Ottawa, on the other hand, has yet to earmark significant funds to this industry, thereby leaving the country in a chicken-and-egg situation: without the government funds to foster an electric car industry and stimulate a market plus help develop the infrastructure to serve it [e.g. charging infrastructure], electric vehicles may not emerge as a viable option. In the event that electric cars come into general use, Canada’s well-established automotive sector — a major employer — could be adversely impacted if not properly prepared. More action by the Federal government to support this sector will be needed, or Canada could be left behind other auto-producing centres.
But should Canadian tax money be used to stimulate a burgeoning electric car industry, or would government funds be more successful in reducing emissions if they went to developing more accessible public transportation or create more and safer bicycle lanes like it has been done in Vancouver?
 
At first glance, zero emissions cars look like real solutions to stopping growing carbon emissions in a society and culture that is obsessed with cars as a prime form of transport. At this point we really do not have a lot of choice. In reality, however, the answer is much more complex and depends on whether one explores the collective versus the individual benefits of this technology, or, in other words, what overall impact the modest adoption of electric vehicles will have on cutting tail pipe emissions.

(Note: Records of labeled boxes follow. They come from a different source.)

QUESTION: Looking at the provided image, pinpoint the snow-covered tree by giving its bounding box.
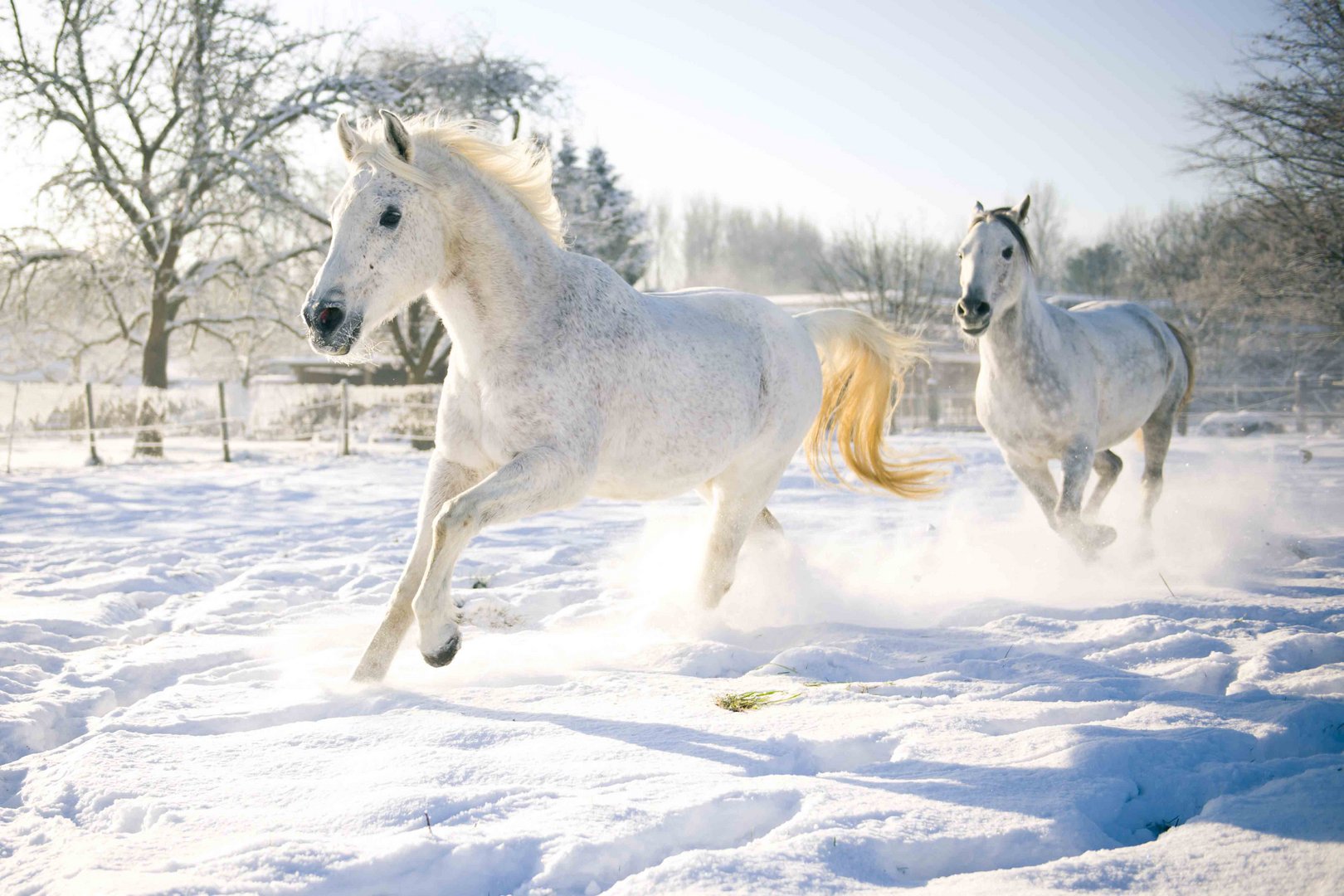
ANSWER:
[0,0,567,441]
[553,134,652,284]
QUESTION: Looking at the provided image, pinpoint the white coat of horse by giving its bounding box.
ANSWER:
[304,111,942,679]
[956,196,1195,555]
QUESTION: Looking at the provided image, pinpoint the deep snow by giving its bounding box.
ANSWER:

Also, depending on where you charge you electric vehicle, pollution could simply move upstream from the tailpipe to the coal-fired power generator. Another factor is that large amounts of lithium will be needed to power electric motors representing a horizontal shift in reliance from one extractive industry, oil, to another — lithium. And simply “greening” the automobile will do nothing to curb the destruction caused by roads, parking lots and traffic congestion.

Alone they are not a real solution, but viewed as part of an overall national strategy, the electric car, together with high-performance buildings and evolutionary transition to renewable sources of energy, could play a pivotal role in weaning society off of its reliance on fossil fuels.